AI agents autonomously execute collections workflows including skip tracing, right-party contact optimization, and multi-channel borrower outreach to recover delinquent business loans.
An AI agent tracks down the right person at a delinquent business, figures out the best way and time to reach them, and handles the entire collections conversation without a human lifting a finger.
It's like having a tireless, hyper-organized collections agent who never forgets a follow-up, always knows the rules in every state, and somehow always calls at the exact right moment.
LLMs automatically extract, classify, and structure financial data from unstructured borrower documents such as tax returns, bank statements, and email attachments to power real-time servicing decisions.

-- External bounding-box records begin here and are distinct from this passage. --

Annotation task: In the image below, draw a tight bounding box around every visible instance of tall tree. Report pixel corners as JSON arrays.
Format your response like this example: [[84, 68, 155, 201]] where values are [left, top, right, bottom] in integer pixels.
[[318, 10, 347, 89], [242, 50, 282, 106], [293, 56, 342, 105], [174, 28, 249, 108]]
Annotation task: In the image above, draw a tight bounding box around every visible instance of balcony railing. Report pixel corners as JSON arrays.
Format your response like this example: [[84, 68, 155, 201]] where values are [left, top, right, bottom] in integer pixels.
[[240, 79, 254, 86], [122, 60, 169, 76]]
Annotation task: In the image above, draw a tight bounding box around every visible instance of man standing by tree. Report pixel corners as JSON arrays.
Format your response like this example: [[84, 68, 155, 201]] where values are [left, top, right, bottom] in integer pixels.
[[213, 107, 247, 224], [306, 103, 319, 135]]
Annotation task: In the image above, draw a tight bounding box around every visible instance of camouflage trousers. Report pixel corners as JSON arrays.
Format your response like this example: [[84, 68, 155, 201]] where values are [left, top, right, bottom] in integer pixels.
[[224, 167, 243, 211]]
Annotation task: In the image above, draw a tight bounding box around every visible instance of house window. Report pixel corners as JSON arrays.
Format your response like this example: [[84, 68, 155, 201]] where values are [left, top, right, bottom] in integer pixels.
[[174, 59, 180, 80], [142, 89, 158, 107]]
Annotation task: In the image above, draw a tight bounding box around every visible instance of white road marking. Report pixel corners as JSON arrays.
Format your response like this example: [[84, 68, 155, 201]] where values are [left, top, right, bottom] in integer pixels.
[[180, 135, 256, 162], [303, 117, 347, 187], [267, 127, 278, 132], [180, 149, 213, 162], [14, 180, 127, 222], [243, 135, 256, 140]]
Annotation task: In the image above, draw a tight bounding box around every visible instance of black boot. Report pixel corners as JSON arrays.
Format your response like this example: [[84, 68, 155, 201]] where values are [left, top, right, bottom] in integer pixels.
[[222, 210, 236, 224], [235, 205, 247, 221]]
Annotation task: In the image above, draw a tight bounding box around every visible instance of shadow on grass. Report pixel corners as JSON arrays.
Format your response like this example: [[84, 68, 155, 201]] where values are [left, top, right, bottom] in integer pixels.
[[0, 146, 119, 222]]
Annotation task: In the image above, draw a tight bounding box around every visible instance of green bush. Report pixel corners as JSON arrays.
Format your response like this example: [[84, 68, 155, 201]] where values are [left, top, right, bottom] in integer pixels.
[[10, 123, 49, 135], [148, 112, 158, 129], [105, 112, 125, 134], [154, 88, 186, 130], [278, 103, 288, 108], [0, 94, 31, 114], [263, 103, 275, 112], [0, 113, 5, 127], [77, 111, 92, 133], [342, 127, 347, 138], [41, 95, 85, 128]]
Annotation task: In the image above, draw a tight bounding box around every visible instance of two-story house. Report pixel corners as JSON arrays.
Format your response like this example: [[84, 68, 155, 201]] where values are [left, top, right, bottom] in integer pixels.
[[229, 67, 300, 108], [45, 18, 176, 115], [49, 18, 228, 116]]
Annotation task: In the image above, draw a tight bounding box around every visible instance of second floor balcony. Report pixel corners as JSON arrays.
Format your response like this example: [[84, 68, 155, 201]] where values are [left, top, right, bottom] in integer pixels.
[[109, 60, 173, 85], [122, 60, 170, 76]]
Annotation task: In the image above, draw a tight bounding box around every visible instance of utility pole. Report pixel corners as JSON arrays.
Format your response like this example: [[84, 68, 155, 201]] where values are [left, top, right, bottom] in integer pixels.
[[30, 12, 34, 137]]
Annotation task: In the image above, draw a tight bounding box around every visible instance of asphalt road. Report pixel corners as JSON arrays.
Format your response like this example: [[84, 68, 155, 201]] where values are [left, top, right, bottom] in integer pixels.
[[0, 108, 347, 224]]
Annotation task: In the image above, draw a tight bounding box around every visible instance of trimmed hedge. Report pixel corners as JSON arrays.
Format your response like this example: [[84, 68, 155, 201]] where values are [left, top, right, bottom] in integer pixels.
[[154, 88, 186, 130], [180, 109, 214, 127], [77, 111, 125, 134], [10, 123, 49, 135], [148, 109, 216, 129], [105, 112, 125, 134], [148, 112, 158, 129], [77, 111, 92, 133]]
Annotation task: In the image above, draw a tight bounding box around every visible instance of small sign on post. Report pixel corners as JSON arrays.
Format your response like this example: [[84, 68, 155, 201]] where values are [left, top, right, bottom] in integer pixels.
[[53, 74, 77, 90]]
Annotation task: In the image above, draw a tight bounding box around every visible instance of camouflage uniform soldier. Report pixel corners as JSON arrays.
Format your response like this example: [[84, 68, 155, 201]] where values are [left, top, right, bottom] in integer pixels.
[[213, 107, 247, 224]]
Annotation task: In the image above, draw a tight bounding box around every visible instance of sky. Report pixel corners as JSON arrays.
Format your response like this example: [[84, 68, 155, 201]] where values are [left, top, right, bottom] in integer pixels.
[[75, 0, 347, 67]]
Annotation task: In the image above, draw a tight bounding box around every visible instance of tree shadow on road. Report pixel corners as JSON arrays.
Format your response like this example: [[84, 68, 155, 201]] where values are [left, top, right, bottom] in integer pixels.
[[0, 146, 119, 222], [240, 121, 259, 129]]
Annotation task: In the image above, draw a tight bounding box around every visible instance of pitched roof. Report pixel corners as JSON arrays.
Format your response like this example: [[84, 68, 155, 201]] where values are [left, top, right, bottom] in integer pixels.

The AI reads through messy tax returns, bank statements, and emailed financials and instantly turns them into clean, structured data that the servicing platform can act on.
It's like having a CPA who can speed-read every financial document a borrower has ever sent, instantly highlight the important numbers, and never misfile a single page.
ML models continuously score borrower health and predict default risk using alternative data, payment behavior, and extracted financial signals to enable proactive servicing interventions before loans become delinquent.
The AI watches every signal from a borrower—payment patterns, financial health, even subtle behavioral changes—and raises a red flag weeks before a loan is likely to go bad, so the servicing team can step in early.
It's like a weather forecast for loans—instead of waiting for the storm to hit, you see the clouds forming weeks ahead and move everyone inside before it rains.
Proximitty combines Wye Yew Ho's direct fintech operating experience leading FinCrime and Growth at Taptap Send (scaling from $75M to $200M ARR) and McKinsey risk advisory background with Zi Zhang's deep infrastructure expertise architecting Bloomberg's security systems (300K+ terminals) and building ACI.dev's unified MCP server (4K+ GitHub stars in one month), giving them rare dual fluency in both financial services operations and production-grade AI infrastructure.